A Revolution Is Coming in Medicine, Some Will Get Left Out
Stem Cell Transplant |
On Aug. 16, 2011, my father woke up and couldn’t get out of bed. Until then, he was an avid outdoorsman, who cast for trout on the Delaware River and trained German wirehaired pointers to track and point pheasant. So after an ambulance ride to the emergency room and then hours of tests, the diagnosis shook our family: Stage 4 non-small cell lung cancer.
Scans revealed tumors all over his body — brain, ribs, pelvis, spine. The tumors on his vertebrae quietly grew until they had cut off nerve signals to his legs.
More people die of lung cancer in the United States every year than from prostate, colon and breast cancers combined. Our family received hope, however, when a biopsy revealed that my dad’s cancerous cells had a molecular marker on their surface making them an ideal candidate for erlotinib, a drug that could disrupt their growth. Just weeks after he received his first dose, my mother phoned with tears of joy in her voice to tell me that the tumors were shrinking.
Erlotinib is a textbook example of what physicians call “personalized medicine,” or sometimes “precision medicine.” In contrast to traditional, one-size-fits-all health care, personalized medicine uses molecular-genetic information about patients to deliver the right treatment, to the right patient, at the right time. Prominent medical geneticists, influential federal scientists, hospital system executives and even elected officials foresee cancer treatments as the leading edge of a genomic revolution, ushering in a new era of miracle cures and biomedical magic bullets, and fundamentally transforming the care of desperate patients.

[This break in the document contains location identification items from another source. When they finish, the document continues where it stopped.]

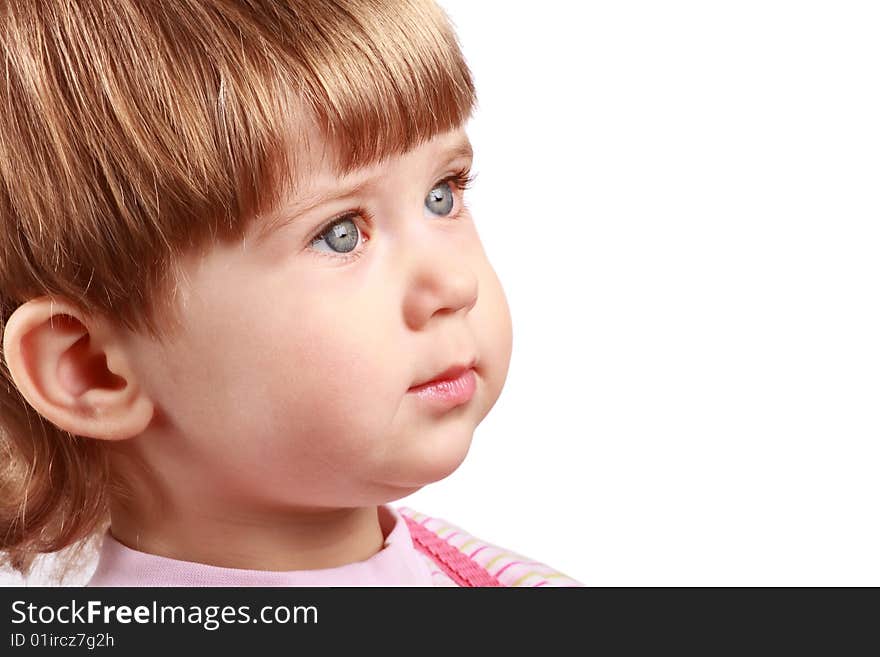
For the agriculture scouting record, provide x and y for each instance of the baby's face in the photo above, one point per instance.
(290, 382)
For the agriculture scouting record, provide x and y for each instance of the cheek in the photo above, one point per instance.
(330, 379)
(492, 315)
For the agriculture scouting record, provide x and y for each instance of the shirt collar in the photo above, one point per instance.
(396, 564)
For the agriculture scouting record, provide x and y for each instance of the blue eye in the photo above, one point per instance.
(440, 199)
(341, 236)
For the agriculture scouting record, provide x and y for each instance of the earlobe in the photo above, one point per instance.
(72, 373)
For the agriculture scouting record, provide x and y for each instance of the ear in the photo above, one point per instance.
(73, 371)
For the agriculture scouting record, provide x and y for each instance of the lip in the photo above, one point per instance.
(448, 393)
(450, 374)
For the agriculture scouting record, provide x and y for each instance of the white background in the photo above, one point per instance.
(682, 200)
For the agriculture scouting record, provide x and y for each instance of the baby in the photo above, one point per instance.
(243, 304)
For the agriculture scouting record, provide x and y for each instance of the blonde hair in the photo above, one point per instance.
(133, 133)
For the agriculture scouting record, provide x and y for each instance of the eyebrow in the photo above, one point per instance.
(460, 149)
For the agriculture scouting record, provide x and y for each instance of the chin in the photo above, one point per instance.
(432, 465)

As healthcare costs skyrocket, some proponents of personalized medicine envision a more affordable alternative to traditional treatments, one that tailors interventions from the beginning of treatment rather than sending patients off on a trial-and-error odyssey. This approach, they say, could decrease waste while increasing the quality of care. Moreover, the claim is that personalized medicine research that prioritizes the participation of marginalized communities will ensure these breakthroughs extend to everyone, combating racial and sociodemographic health disparities.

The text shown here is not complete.